Noah Wyle, IATSE chief Matthew Loeb and former CNN journalist Jim Acosta met with Sen. Adam Schiff to discuss the rise in film and TV productions leaving the U.S. to shoot in countries that offer better tax incentives on Friday, altogether pushing for a federal film/TV tax credit.
“Without a comprehensive federal policy response, the U.S. risks turning its back on a signature American industry,” Loeb said during Schiff’s “Lights, Camera, Competition”: Promoting American Film Production” event in Burbank. “Federal policymakers must act to level the playing field and make the U.S. film and television industry more competitive on the global stage.”
He added: “A globally competitive, labor-based incentive for U.S. production that supplements state incentives is essential to return and maintain film and television jobs in America.”
At one point during meeting, audible gasps were heard across the room after Schiff said a total of 42,000 film jobs in the industry were lost in L.A. County between 2022 and 2024, per Politico.
The Emmy-winning “Pitt” star further noted the cruciality of state programs.
“It’s really hard to shoot a tv show in LA. And it’s really expensive. Prohibitively so,” Wyle said. “Unless you adopt an economic model, which takes full advantage of the California tax incentive, and in our case asks personnel to accept reductions in rates in the hopes that the speculation will pay off.”
He added: “It is vital to the strength of our industry and our city to support these incentives. It’s an investment on our city’s most precious commodity and biggest asset. It’s an investment in our people.”
Jax Deluca, executive director of the Future Film Coalition, echoed their sentiments with similar statements: “We must ensure that the American film industry is not sacrificed for corporate scale and control. A stronger Hollywood is built not through consolidation, but through competition, fair markets, and policies that sustain independent storytelling.”
“Prioritize policies to mitigate the existing harms to competition, labor, and local production ecosystems. This includes supporting public infrastructure, such as a national film board, and more incentives designed specifically for independent, non-studio-backed productions,” she continued. “Consent decrees imposed as conditions on previous media mergers have repeatedly failed to serve as meaningful guardrails. They have proven difficult to enforce, resource-intensive to monitor, and ineffective at preventing harm to competition, workers, and independent businesses.”

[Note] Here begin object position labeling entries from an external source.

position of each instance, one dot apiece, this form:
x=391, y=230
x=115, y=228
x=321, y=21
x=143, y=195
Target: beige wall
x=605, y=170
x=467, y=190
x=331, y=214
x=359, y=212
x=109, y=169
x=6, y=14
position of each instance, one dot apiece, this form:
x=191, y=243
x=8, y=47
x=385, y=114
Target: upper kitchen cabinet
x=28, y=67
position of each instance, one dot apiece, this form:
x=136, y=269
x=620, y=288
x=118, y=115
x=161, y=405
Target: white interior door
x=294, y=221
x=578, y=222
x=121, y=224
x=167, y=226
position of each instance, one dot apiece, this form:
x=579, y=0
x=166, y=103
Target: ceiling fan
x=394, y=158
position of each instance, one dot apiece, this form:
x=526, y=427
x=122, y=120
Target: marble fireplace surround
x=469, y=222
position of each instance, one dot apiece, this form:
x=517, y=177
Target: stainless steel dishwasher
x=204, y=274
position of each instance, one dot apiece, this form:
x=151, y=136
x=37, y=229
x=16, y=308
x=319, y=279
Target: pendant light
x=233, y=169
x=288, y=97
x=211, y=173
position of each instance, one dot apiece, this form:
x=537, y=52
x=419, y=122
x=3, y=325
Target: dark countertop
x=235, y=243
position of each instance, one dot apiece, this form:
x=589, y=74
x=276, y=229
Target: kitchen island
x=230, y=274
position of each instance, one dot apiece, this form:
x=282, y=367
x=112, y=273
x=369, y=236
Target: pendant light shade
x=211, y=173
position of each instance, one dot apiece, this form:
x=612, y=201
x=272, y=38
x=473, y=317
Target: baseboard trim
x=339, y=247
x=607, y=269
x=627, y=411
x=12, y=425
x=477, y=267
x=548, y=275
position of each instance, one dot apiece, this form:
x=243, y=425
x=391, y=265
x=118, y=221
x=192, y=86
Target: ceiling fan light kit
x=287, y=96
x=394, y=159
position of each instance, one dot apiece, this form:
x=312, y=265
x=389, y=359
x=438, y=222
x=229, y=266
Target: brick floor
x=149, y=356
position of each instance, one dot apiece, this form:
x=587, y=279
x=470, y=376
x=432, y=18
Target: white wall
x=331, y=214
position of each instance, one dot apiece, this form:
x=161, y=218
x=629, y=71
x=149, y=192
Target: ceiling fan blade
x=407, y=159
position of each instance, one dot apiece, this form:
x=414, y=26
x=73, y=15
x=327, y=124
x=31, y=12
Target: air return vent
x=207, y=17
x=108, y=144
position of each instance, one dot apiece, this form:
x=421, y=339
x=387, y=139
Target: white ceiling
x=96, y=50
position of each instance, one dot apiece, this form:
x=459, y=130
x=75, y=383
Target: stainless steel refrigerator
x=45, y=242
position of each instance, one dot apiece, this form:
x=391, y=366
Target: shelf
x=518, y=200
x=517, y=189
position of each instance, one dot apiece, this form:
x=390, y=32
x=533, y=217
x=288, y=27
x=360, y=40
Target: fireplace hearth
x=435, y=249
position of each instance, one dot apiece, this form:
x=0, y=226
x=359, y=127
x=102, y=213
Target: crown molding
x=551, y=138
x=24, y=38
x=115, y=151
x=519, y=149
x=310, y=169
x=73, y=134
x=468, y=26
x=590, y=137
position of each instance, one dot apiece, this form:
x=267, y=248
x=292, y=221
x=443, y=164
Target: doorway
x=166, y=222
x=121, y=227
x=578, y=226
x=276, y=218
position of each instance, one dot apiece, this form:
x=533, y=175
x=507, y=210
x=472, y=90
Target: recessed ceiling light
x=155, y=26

Acosta, meanwhile, pitched the idea of a tax credit for independent journalism, noting Trump’s continuous attacks against the media and the potential negative impacts the Paramount merger with Warner Bros. Discovery could have on the news industry (CNN, which is owned by WBD, would be lumped into Paramount’s acquisition).
“The news is broken, we may not be able to put the pieces back together,” Acosta said. “We need to talk about busting up big media,” he continued, calling Trump’s targeting of the press a “danger to our democracy.”
“[It’s] an assault on our freedom of speech,” he concluded, “taking us down the road of Putin and China to state-controlled media.”